# What do you think about this?



## Hellomynameis (Dec 16, 2016)

Yesterday we went to the calling hours/memorial service for my great aunt who died last week. She had cancer and had been in a hospice facility for the last 8 months. Her husband was there with another woman who he introduced as his FIANCÉ and they are getting married this spring! My aunt was his 3rd wife, he's divorced from the first, the second also died of cancer and now my aunt. One of the daughters told me he was involved with my aunt before the second wife died as well. This guy is apparently incapable of being alone. Considering he's 88 years old I doubt it's about sex although who knows.

I thought it was incredibly inappropriate to bring his fiancé to his wife's funeral services considering they were still married. But my real question is do others think it is ok to move on to another relationship when a spouse is in hospice and obviously never coming out again? Or if the spouse is maybe not terminal but in permanent residential care with no hope of coming out again (e.g. Alzheimer's or some other condition that requires 24/7 nursing care).

It really bothered me but I'm not sure if maybe that's my own situation coloring my judgement because my husband left me for another woman while I was in the hospital and thought to be terminally ill with only 6-12 months to live.


----------



## Loveontherocks (Oct 17, 2016)

I agree with you 100% it's totally disrespectful. Moving on when your wife is on her death bed is bad enough but to bring that person to the funeral shows a total lack of respect. I thought marriage meant until death do us part, clearly not in his mind though.

Perhaps he is lacking something and needs a companion and can't be alone. 


Sent from my iPhone using Tapatalk


----------



## MJJEAN (Jun 26, 2015)

It depends on the situation. Some facing terminal illness or diseases that take their minds give permission for their spouses to seek comfort elsewhere.

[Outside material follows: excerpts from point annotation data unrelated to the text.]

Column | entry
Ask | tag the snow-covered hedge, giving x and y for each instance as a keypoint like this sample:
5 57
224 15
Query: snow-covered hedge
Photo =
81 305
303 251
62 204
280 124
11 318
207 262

My grandmother had Alzheimer's. When she had to be put in a facility for round the clock care she was already at the point where she didn't know anyone and could barely walk or speak at all. She lived about 6 years in that state before she passed. My grandfather dated a younger woman while grandmother was in the facility. He even brought her to Thanksgiving dinner. We all understood that Grandma wasn't aware of reality any longer and that her personality was gone forever. All that remained was a shell. So, we didn't begrudge Grandpa his companion.


----------



## jld (Dec 1, 2013)

Hellomynameis said:


> Yesterday we went to the calling hours/memorial service for my great aunt who died last week. She had cancer and had been in a hospice facility for the last 8 months. *Her husband was there with another woman who he introduced as his FIANCÉ *and they are getting married this spring! My aunt was his 3rd wife, he's divorced from the first, the second also died of cancer and now my aunt. One of the daughters told me he was involved with my aunt before the second wife died as well. This guy is apparently incapable of being alone. Considering he's 88 years old I doubt it's about sex although who knows.
> 
> I thought it was incredibly inappropriate to bring his fiancé to his wife's funeral services considering they were still married. But my real question is do others think it is ok to move on to another relationship when a spouse is in hospice and obviously never coming out again? Or if the spouse is maybe not terminal but in permanent residential care with no hope of coming out again (e.g. Alzheimer's or some other condition that requires 24/7 nursing care).
> 
> It really bothered me but I'm not sure if maybe that's my own situation coloring my judgement because my husband left me for another woman while I was in the hospital and thought to be terminally ill with only 6-12 months to live.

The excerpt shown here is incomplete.